Saturday, July 24, 2010

Naive bayes classifier for discrete predictors

The naive bayes approach is a supervised learning method which is based on a simplistic hypothesis: it assumes that the presence (or absence) of a particular feature of a class is unrelated to the presence (or absence) of any other feature. Yet, despite this, it appears robust and efficient. Its performance is comparable to other supervised learning techniques.

We introduce in Tanagra (version 1.4.36 and later) a new presentation of the results of the learning process. The classifier is easier to understand, and its deployment is also made easier.

In the first part of this tutorial, we present some theoretical aspects of the naive bayes classifier. Then, we implement the approach on a dataset with Tanagra. We compare the obtained results (the parameters of the model) to those obtained with other linear approaches such as the logistic regression, the linear discriminant analysis and the linear SVM. We note that the results are highly consistent. This largely explains the good performance of the method in comparison to others.

In the second part, we use various tools on the same dataset (Weka 3.6.0, R 2.9.2, Knime 2.1.1, Orange 2.0b and RapidMiner 4.6.0). We try above all to understand the obtained results.

Keywords: naive bayes, linear classifier, linear discriminant analysis, logistic regression, linear support vector machine, svm
Components: NAIVE BAYES, LINEAR DISCRIMINANT ANALYSIS, BINARY LOGISTIC REGRESSION, SVM, 0_1_BINARIZE
Tutorial: en_Tanagra_Naive_Bayes_Classifier_Explained.pdf
Dataset: heart_for_naive_bayes.zip
References :
Wikipedia, "Naive bayes classifier".
T. Mitchell, "Generative and Discriminative Classifiers: Naive Bayes and Logistic Regression", in Machine Learning, Chapter 1, 2005.

Wednesday, July 21, 2010

Interactive decision tree learning with Spad

In this tutorial, we will be interested in SPAD. This is a French software specialized in exploratory data analysis which evolved much these last years. We would perform a sequence of analysis from a dataset collected into 3 worksheets of a Excel data file: (1) we create a classification tree from the learning sample into the first worksheet, we try to analyze deeply some nodes of the tree to highlight the characteristics of covered instances, we try also to modify interactively (manually) the properties of some splitting operation; (2) we apply the classifier on unseen cases of the second worksheet; (3) we compare the prediction of the model with the actual values of the target attribute contained into the third worksheet.

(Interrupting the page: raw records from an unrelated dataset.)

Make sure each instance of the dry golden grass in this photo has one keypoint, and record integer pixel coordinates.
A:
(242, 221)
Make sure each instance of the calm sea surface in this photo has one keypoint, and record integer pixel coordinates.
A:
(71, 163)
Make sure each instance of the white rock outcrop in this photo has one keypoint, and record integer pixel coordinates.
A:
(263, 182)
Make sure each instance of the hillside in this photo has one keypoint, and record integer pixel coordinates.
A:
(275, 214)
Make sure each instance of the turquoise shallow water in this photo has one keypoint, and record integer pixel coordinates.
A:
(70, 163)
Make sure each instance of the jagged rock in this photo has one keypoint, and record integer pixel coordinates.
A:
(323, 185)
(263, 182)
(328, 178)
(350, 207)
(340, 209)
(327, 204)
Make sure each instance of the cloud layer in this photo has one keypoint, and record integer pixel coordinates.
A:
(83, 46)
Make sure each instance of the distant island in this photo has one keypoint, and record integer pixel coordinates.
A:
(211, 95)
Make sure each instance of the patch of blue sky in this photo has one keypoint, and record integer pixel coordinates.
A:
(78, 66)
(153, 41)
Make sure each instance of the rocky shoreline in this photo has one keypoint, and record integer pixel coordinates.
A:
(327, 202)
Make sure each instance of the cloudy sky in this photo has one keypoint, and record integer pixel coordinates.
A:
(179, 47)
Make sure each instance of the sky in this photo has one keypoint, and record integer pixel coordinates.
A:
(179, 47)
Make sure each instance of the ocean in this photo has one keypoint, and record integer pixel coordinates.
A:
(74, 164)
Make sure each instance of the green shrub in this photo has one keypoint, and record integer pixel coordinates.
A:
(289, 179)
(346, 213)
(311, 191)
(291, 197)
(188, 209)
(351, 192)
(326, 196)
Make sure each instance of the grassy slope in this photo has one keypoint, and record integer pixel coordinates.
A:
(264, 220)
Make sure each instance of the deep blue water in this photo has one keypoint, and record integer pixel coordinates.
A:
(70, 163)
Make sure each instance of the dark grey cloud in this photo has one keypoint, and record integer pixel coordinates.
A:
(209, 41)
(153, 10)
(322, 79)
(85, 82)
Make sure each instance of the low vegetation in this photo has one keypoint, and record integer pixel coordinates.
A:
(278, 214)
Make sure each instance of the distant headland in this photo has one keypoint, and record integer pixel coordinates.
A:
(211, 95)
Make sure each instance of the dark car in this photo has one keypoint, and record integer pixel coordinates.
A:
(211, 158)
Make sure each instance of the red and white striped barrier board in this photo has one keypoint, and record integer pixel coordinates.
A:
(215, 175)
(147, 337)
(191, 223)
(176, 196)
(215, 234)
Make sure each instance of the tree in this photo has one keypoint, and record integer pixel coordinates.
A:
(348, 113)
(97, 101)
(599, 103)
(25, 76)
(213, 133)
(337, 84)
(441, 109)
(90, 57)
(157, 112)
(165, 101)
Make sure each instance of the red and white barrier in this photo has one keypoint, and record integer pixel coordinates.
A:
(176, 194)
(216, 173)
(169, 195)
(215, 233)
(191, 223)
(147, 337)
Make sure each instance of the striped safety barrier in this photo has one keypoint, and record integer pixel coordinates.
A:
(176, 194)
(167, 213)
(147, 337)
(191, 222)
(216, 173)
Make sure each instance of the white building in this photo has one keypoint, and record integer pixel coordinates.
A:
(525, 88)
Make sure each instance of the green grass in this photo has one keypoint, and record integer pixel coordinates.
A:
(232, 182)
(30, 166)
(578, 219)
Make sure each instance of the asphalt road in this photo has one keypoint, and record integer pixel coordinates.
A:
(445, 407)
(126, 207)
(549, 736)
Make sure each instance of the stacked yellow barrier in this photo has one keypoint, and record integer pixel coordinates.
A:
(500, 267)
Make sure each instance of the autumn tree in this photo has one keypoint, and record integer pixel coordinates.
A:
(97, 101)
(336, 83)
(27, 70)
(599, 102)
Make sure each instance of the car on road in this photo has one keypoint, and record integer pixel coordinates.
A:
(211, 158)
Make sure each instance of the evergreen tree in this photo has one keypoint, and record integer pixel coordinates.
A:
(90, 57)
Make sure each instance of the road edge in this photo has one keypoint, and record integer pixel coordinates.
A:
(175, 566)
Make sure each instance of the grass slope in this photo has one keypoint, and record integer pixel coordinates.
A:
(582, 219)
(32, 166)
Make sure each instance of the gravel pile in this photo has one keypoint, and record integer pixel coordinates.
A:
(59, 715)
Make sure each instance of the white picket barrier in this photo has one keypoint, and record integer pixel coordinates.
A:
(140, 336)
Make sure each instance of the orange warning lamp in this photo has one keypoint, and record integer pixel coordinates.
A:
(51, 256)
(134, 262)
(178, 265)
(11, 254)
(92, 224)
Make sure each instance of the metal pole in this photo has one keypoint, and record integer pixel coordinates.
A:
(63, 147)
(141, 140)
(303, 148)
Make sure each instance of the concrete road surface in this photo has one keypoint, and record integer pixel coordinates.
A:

Of course, we can perform this process using free tools such as SIPINA (the interactive construction of the tree) or R (the programming of the sequence of operations, in particular the applying of the model on unlabeled dataset). But with Spad or other commercial tools (e.g. SPSS Modeler, SAS Enterprise Miner, STATISTICA Data Miner…), we can very easily specify the whole sequence, even if we are not especially familiarized with data mining tools.

Keywords: decision tree, classification tree, interactive decision tree, spad, sipina, r software
Dataset:
References
:
SIPINA, http://eric.univ-lyon2.fr/~ricco/sipina.html
R Project, http://www.r-project.org/

Monday, July 12, 2010

Supervised learning from imbalanced dataset

In real problems, the classes are not equally represented in dataset. The instances corresponding to positive class, the one that we want to detect often, are few. For instance, in a fraud detection problem, there are a very few cases of fraud comparing to the large number of honest connections; in a medical problem, the ill persons are fortunately rare; etc. In these situations, using the standard learning process and assessing the classifier with the confusion matrix and the misclassification rate are not appropriate. We observe that the default classifier consisting to assign all the instances to the majority class is the one which minimizes the error rate.

For the dataset that we analyze in this tutorial, 1.77% of all the examples belong to the positive class. If we assign all the instances to the negative class - this is the default classifier - the misclassification rate is 1.77%. It is difficult to find a classifier which is able to do better. Even if we know that we have not a good classifier, especially because it does not supply a degree of membership to the classes (Note: in fact, it assigns the same degree of membership to all the instances).

A strategy enables to improve the behavior of the learning algorithms facing to the imbalance problem is to artificially balance the dataset. We can do this by eliminating some instances of the over-sized class (downsizing) or by duplicating some instances of the small class (over sampling). But few persons analyze the consequence of this solution on the performance of the classifier.

In this tutorial, we highlight the consequences of the downsizing on the behavior of the logistic regression.

Keywords: imbalanced dataset, logistic regression, over sampling, under sampling
Components: BINARY LOGISTIC REGRESSION, DISCRETE SELECT EXAMPLES, SCORING, RECOVER EXAMPLES, ROC CURVE, TEST
Tutorial : en_Tanagra_Imbalanced_Dataset.pdf
Dataset : imbalanced_dataset.xls
References :
D. Hosmer, S. Lemeshow, « Applied Logistic Regression », John Wiley &Sons, Inc, Second Edition, 2000.